India holds approximately 8.5 percent of the EU market for cotton products, compared with Pakistan’s 14.0 percent. Similarly, in made-up textile articles, India’s share is about 5.2 percent of EU imports, while Pakistan’s share remains around 10.9 percent.

With the implementation of the EU–India Free Trade Agreement (FTA), tariffs on most Indian exports to the EU will be eliminated.  India’s competitive position in these sectors is expected to strengthen further and their exporters may expand their market share further (Trembeczki & Harb, 2026).

Figure 2: Export Share of Pakistan and India in the EU MarketSource: Author’s calculations from ITC Trade Map data.

The textile and apparel sector contributes 60 percent of Pakistan’s exports. The losses of GSP+ advantage (relative to India) will intensify competitive pressure on Pakistan, as the country’s exports to the EU are heavily concentrated in textiles and apparel, which India also exports. This highlights the importance of improving export diversification and value addition within the textile sector (shift from low-value to design, branding, and higher-value products) to sustain Pakistan’s position in the EU market.

Figure 3 highlights that India’s export destinations are more diversified across the major global markets. Its export destinations include the United States, the United Arab Emirates, China and the European Union. This diversified market structure highlights a deeper integration into global trade networks.

Figure 3: Top Export Destinations (2024) of India vs Pakistan

Source: IMF International Trade in Goods by Partner Country dataset

On the other hand, Pakistan’s export destinations are very concentrated. The country relies on the US and the EU markets for its exports. Such reliance and concentration have increased its vulnerability to changes in EU trade policy.  It reinforces the importance of improving diversification.

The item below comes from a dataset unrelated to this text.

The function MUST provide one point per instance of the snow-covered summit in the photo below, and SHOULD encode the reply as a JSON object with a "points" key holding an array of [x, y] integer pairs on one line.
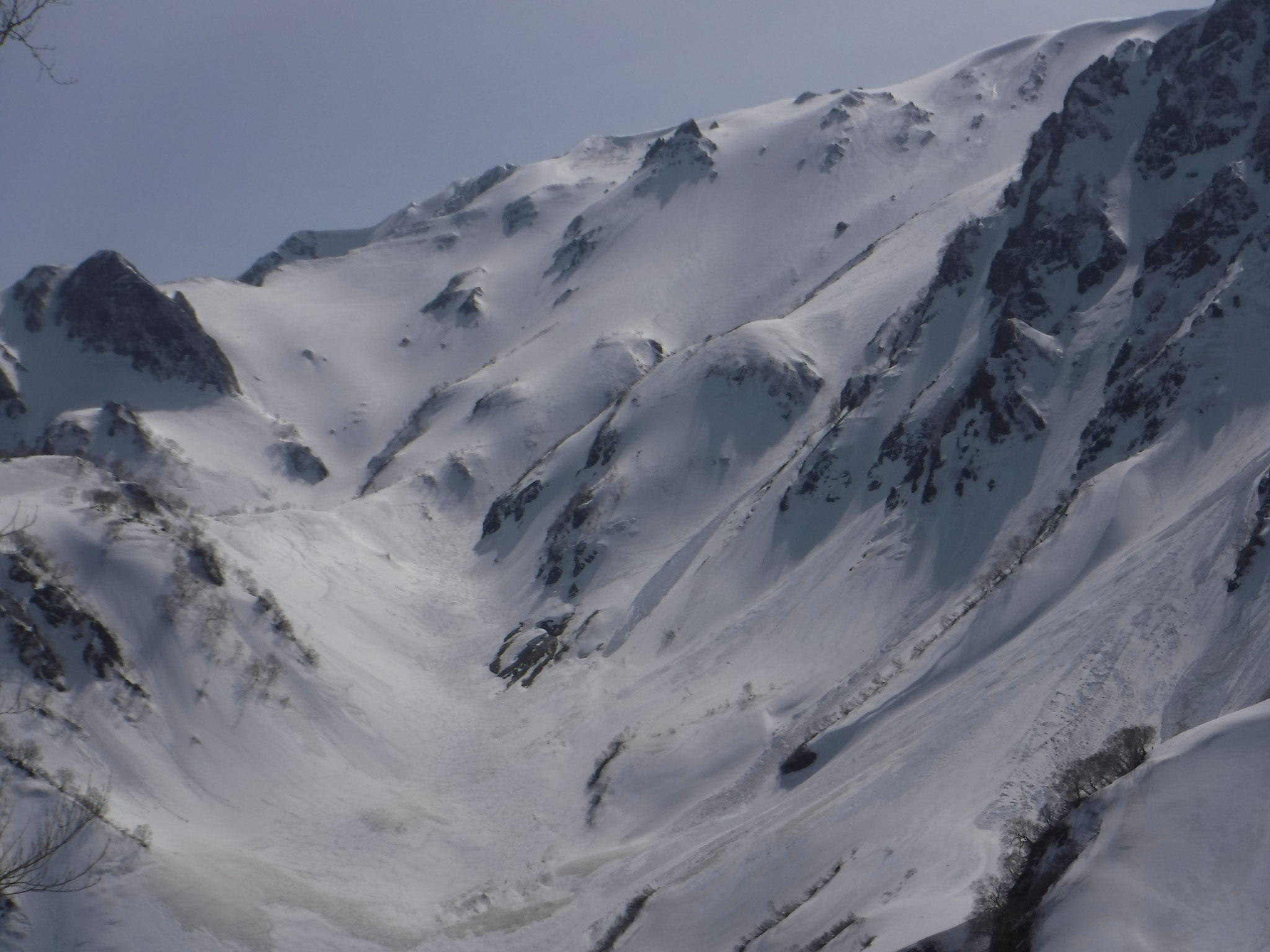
{"points": [[705, 539]]}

Figure 4EU Imports from Pakistan and India

Source: World Trade Organization

Figure 4 shows that Pakistan maintains a strong presence in clothing and textile exports. However, India demonstrate greater diversification across various product categories. This diversification suggests their stronger integration into global manufacturing supply chains.

Figure 5: Pakistan and India’s Dependence on the EU by Product

Source: Author’s calculations from ITC Trade Map data.

The product-level export dependence on the European market shows huge structural differences between Pakistan and India (Figure 5). Dependence indicates how much a country’s exports rely on a specific market, measured as a share of total exports. Pakistan depends on the European Union for its labor-intensive sectors like textiles and apparel. Below are some statistics for Pakistan’s dependence:

  • Non-knitted apparel (HS 62): 49.3%
  • Made-up textile articles (HS 63): 42.5%
  • Knitted apparel (HS 61): 40.5%

Similarly, Pakistan shows stronger EU dependence as compared to India in sectors like footwear (56.7 percent vs. 44.5 percent), beverages (32.4 percent vs. 6.3 percent), plastics (30.6 percent vs. 13.9 percent) and man-made staple fibers (38.8% vs. 11.8%), highlighting the EU’s importance as an export destination for Pakistan.

India’s low dependence on the EU reflects a more diversified export market. There are certain sectors where India’s dependence on the EU is higher than Pakistan’s. It includes leather articles, furniture and optical and medical instruments. The above discussion indicates that the EU–India FTA could intensify competitive pressures on Pakistan’s top exports.